Birx likely stayed quiet out of self-preservation, and even that might not have been enough. Axios on Tuesday quoted a White House official as saying Fauci and Birx will “take a back seat to the forward-looking, ‘what’s next’ message.”

That existing tension between political and medical messages will only become more pronounced as the “reopen” debate continues. That’s because, ultimately, society’s reopening will be driven by how comfortable people feel circulating in public places again. Who they listen to will be key to deciding their comfort level.

– Susan Benkelman, API

. . . technology

  • The IFCN and Facebook are distributing another $300,000 in Coronavirus Fact-Checking Grants to support eight projects in Australia, France, Indonesia, Canada, Jordan, Kenya, Taiwan and Ukraine.
  • YouTube announced Tuesday it is partnering with the IFCN to distribute $1 million in Fact-Checking Development Grants. Applications with detailed eligibility and selection criteria will be announced May 20, and the winners will be announced in August.
  • A GIF of Joe Biden with his tongue out was widely circulated on social media recently as a deepfake, but it was not one – despite tweets to the contrary, Vice News reported. It was made with an animation app called Mug Life. “It’s a video editing job that a six year old with an iPhone could do,” wrote Samantha Cole.
    • It may not have been a deepfake, but it went viral. The GIF gained traction on Twitter when President Trump retweeted it on Sunday.

. . . politics

  • People who see headlines paired with alerts about their credibility from fact-checkers, the public, news media and even artificial intelligence can reduce users’ intention to share them, according to a new study by professors at New York University and Indiana University. However the alerts’ effectiveness varied according to political orientation and gender, Science Daily reported.
    • The indicators had an impact on everyone regardless of political orientation, but Democrats were less likely to share content flagged as false than were independents or Republicans. The study surveyed 1,500 U.S. news consumers.

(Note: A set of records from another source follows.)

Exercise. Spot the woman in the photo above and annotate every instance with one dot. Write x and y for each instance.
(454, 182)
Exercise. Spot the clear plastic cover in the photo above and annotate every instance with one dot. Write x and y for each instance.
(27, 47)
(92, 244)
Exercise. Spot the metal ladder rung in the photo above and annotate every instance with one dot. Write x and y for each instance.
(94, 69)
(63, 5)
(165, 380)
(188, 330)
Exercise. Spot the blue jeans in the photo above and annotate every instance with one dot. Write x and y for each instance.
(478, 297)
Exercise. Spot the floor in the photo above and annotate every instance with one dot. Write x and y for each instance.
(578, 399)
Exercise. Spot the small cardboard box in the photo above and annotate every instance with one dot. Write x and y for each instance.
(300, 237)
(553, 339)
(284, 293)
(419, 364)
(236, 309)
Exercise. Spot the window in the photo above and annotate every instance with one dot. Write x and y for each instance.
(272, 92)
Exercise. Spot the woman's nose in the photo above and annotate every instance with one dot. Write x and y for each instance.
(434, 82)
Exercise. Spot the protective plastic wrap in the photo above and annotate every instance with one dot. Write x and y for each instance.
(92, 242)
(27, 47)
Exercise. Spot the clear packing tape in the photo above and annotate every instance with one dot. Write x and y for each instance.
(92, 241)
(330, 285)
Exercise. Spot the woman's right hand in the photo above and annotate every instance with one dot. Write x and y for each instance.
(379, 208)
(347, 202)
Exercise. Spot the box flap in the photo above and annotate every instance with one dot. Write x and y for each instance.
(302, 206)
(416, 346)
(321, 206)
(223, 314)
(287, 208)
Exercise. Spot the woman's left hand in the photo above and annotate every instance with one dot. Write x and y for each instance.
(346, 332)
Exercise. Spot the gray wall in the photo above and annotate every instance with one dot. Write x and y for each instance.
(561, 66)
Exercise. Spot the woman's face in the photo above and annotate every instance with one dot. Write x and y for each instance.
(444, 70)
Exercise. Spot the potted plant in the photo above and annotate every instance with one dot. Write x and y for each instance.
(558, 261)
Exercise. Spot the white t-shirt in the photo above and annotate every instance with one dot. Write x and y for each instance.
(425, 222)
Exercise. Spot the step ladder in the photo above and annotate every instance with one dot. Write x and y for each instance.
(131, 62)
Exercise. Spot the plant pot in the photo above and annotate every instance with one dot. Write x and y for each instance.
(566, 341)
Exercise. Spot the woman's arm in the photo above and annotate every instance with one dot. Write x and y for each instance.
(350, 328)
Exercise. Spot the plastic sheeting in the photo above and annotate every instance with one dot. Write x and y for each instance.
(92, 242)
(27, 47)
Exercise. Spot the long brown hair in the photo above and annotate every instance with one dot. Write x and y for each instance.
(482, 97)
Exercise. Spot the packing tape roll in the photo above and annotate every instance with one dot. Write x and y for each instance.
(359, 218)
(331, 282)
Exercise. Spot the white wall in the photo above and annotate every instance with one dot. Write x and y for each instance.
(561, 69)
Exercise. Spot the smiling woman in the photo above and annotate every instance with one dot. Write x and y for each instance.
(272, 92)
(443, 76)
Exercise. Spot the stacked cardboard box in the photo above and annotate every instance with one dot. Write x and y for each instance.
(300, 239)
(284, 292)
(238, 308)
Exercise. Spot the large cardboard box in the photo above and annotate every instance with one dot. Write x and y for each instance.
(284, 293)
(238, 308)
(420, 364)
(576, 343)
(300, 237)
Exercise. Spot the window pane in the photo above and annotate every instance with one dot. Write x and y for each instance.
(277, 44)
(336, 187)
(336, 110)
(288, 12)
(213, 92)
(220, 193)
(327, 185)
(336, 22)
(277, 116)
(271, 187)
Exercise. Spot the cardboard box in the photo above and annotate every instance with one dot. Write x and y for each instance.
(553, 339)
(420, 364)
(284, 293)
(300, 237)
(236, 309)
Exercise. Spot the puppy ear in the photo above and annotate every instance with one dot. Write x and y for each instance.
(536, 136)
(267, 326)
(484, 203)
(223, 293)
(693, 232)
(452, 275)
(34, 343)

    • The study had good news for fact-checkers. News items with flags by fact-checkers were less likely to be shared than those flagged by the news media, the public or by AI.
  • The Fact-checkers Legal Support Initiative called attention to the increased threats fact-checking organizations around the world are facing in the midst of the COVID-19 infomedic.
    • Fact-checking networks in Spain and Greece have faced harassment from political parties, and a network in Latvia has been besieged by attacks from conspiracy theorists.
    • The group, which is a collaboration among the IFCN, the Media Legal Defense Initiative and the Reporters Committee for Freedom of the Press, released a one-page document outlining its services connecting fact-checking networks to pro-bono legal defense.

. . . science and health

  • Rohit Khanna, executive editor of Indian fact-checking network The Quint, released this video with five lessons Indians can take away from the country’s experience with COVID-19. It runs the gamut from India’s testing rate to inefficiencies in the healthcare system to addressing how Indians have handled racism and xenophobia.

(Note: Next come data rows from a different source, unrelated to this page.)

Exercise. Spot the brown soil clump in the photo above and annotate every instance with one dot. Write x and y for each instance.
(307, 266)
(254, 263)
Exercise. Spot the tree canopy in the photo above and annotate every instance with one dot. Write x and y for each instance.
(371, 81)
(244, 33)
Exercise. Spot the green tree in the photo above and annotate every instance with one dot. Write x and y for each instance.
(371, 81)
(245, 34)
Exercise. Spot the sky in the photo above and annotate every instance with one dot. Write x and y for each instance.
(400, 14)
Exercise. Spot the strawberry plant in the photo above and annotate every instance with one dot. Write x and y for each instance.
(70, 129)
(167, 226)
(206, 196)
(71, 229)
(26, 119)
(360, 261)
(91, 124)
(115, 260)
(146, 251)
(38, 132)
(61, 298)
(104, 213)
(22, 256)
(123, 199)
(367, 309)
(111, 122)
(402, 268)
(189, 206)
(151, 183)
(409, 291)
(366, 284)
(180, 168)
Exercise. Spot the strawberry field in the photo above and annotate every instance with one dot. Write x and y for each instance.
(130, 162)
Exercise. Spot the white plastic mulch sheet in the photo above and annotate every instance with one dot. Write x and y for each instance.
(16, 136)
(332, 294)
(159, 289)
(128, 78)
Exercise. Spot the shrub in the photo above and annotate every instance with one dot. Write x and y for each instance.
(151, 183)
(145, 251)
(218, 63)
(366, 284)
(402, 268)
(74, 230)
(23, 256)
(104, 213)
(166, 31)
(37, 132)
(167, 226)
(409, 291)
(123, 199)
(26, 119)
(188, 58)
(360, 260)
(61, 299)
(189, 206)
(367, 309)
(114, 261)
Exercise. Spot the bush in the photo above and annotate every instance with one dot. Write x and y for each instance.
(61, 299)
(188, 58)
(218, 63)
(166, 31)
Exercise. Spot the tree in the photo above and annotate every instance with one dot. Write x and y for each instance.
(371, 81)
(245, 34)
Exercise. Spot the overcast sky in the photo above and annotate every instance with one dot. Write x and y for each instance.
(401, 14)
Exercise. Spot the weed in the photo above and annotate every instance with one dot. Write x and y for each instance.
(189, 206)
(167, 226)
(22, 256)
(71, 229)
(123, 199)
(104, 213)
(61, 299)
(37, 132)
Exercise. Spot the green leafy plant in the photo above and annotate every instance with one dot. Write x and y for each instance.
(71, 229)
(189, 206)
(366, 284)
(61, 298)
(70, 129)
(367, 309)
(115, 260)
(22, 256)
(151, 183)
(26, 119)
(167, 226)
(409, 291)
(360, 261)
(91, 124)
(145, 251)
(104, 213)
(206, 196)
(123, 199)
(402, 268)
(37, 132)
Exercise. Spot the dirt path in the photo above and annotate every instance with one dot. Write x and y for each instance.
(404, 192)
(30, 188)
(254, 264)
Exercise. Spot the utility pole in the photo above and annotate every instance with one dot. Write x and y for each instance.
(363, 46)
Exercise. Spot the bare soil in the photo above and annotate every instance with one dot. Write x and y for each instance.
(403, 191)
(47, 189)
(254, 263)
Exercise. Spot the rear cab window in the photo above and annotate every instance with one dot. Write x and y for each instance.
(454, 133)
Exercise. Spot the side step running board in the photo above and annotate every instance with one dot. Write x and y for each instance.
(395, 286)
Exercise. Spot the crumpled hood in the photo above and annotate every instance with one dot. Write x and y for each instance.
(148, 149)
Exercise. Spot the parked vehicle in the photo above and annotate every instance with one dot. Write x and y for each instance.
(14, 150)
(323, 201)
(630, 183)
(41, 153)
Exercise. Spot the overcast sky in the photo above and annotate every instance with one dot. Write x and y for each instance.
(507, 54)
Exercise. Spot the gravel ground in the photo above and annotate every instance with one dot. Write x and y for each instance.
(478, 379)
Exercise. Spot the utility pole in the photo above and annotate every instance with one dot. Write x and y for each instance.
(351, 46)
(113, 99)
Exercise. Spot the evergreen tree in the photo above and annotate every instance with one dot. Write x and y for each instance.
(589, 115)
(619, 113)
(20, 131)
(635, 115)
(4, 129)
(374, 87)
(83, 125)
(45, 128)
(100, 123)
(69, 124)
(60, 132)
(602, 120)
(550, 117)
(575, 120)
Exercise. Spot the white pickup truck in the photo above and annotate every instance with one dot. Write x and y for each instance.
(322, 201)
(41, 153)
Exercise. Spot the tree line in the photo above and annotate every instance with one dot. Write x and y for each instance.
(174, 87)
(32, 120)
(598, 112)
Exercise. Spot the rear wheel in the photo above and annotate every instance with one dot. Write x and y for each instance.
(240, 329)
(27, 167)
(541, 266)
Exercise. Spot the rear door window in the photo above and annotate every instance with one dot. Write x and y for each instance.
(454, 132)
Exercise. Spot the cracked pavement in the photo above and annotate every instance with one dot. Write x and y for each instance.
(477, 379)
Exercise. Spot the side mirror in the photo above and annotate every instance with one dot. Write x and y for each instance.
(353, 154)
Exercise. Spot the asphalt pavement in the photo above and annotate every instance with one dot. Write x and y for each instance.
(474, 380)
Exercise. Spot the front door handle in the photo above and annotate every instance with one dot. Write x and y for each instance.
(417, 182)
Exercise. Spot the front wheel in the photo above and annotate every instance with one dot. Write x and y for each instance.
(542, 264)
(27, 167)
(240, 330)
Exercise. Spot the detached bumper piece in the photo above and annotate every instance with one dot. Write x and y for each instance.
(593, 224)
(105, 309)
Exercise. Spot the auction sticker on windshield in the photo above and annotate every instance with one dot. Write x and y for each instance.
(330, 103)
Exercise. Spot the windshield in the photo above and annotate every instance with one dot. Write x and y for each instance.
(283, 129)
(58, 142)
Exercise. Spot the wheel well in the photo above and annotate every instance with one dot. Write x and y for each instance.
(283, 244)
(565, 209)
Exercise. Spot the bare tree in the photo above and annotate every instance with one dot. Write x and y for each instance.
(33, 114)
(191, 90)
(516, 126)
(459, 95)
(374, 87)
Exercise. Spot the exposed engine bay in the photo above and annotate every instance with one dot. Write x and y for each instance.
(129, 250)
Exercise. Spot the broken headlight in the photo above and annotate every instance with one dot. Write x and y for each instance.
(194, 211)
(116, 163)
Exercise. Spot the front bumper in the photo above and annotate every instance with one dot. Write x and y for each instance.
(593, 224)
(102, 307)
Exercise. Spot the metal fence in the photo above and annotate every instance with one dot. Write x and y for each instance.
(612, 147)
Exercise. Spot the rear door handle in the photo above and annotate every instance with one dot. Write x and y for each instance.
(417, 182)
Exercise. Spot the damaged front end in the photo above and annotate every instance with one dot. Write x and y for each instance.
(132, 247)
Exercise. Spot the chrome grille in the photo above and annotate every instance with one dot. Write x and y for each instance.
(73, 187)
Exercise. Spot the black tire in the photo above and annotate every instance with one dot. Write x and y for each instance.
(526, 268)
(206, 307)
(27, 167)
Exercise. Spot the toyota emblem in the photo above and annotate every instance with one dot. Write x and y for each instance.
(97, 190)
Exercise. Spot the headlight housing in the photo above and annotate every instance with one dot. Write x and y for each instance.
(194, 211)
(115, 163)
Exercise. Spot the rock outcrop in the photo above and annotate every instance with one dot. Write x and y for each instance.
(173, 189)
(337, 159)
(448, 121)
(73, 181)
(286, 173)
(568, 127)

  • Ugandan pop star-turned opposition leader Bobi Wine has used his popularity to circulate the message – in a song – that the coronavirus needs to be taken seriously. The song launched a larger #DontGoViral campaign aimed at mobilizing artists across Africa to combat misinformation through their creativity, The Christian Science Monitor reported.

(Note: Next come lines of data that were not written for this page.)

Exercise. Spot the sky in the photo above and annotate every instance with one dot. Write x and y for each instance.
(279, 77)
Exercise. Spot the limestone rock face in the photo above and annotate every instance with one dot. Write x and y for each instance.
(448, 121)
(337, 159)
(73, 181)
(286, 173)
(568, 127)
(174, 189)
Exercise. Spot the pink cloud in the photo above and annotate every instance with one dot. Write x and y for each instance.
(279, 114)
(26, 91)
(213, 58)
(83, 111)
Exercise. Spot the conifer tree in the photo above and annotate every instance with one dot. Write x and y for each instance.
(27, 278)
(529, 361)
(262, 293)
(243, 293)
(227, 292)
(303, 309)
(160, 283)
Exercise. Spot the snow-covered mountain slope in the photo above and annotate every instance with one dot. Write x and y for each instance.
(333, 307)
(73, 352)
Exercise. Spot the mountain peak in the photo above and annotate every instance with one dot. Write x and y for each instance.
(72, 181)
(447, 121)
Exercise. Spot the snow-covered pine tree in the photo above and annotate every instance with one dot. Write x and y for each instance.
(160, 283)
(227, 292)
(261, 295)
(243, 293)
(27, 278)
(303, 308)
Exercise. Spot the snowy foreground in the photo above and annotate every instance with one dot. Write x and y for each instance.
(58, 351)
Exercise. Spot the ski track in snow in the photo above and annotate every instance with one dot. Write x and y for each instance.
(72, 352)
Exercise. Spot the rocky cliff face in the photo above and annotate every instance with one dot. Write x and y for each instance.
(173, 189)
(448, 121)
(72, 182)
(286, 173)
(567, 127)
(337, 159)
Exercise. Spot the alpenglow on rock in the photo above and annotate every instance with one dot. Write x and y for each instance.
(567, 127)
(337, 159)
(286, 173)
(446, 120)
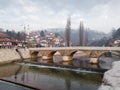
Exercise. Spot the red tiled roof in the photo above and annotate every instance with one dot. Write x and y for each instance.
(3, 35)
(5, 40)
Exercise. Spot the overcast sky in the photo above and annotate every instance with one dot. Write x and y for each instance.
(99, 15)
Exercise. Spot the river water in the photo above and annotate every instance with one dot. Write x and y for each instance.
(49, 77)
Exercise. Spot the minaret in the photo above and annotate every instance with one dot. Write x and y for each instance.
(68, 29)
(81, 34)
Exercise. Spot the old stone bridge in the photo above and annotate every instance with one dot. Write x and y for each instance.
(67, 52)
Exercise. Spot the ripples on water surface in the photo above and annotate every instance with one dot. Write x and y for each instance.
(47, 77)
(50, 79)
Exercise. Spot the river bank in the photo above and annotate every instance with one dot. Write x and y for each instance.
(111, 79)
(11, 55)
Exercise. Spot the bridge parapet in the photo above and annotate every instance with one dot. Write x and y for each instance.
(68, 52)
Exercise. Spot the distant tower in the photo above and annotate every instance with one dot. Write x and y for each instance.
(86, 37)
(68, 29)
(28, 29)
(81, 34)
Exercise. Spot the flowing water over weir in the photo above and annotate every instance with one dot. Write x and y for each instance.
(43, 75)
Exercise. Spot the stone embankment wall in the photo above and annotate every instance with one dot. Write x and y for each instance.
(111, 79)
(10, 55)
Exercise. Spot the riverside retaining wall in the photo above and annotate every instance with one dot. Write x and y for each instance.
(10, 55)
(111, 79)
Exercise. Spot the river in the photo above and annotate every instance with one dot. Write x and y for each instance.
(39, 76)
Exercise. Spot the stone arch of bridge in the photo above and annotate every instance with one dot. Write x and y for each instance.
(51, 53)
(33, 55)
(73, 52)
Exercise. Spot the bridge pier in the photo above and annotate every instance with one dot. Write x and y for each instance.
(67, 58)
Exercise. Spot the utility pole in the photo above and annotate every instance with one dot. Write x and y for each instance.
(68, 31)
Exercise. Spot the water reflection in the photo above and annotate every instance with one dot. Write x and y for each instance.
(53, 79)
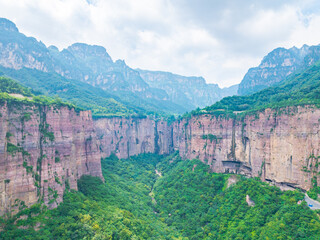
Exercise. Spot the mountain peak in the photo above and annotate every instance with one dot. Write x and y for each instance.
(84, 50)
(7, 25)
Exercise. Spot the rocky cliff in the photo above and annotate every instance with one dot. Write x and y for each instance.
(191, 92)
(282, 146)
(132, 136)
(43, 151)
(277, 66)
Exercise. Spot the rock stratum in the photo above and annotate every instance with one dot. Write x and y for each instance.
(43, 151)
(280, 146)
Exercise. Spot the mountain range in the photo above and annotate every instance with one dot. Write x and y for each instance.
(91, 64)
(277, 66)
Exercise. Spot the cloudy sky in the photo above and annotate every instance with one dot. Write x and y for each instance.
(218, 40)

Radio-Canada’s Décrypteurs looked at a claim by European scientists that runners and cyclists could potentially exacerbate the spread COVID-19.

Two teams of engineering researchers from Eindhoven University of Technology in the Netherlands and Katholieke Universiteit Leuven in Belgium used mathematical models to show that runners and cyclists could aid the spread because of their speed.

The researchers recommended runners and cyclists stay farther apart than the recommended 6 feet to prevent exposure to potentially harmful droplets.

What the researchers didn’t take into account, and what Décrypteurs correctly assessed, was how much virus would exist in these droplets. Décrypteurs spoke with virologists who pointed out that runners and cyclists would produce smaller aerosolized particles that would not contain enough of the virus to get someone sick.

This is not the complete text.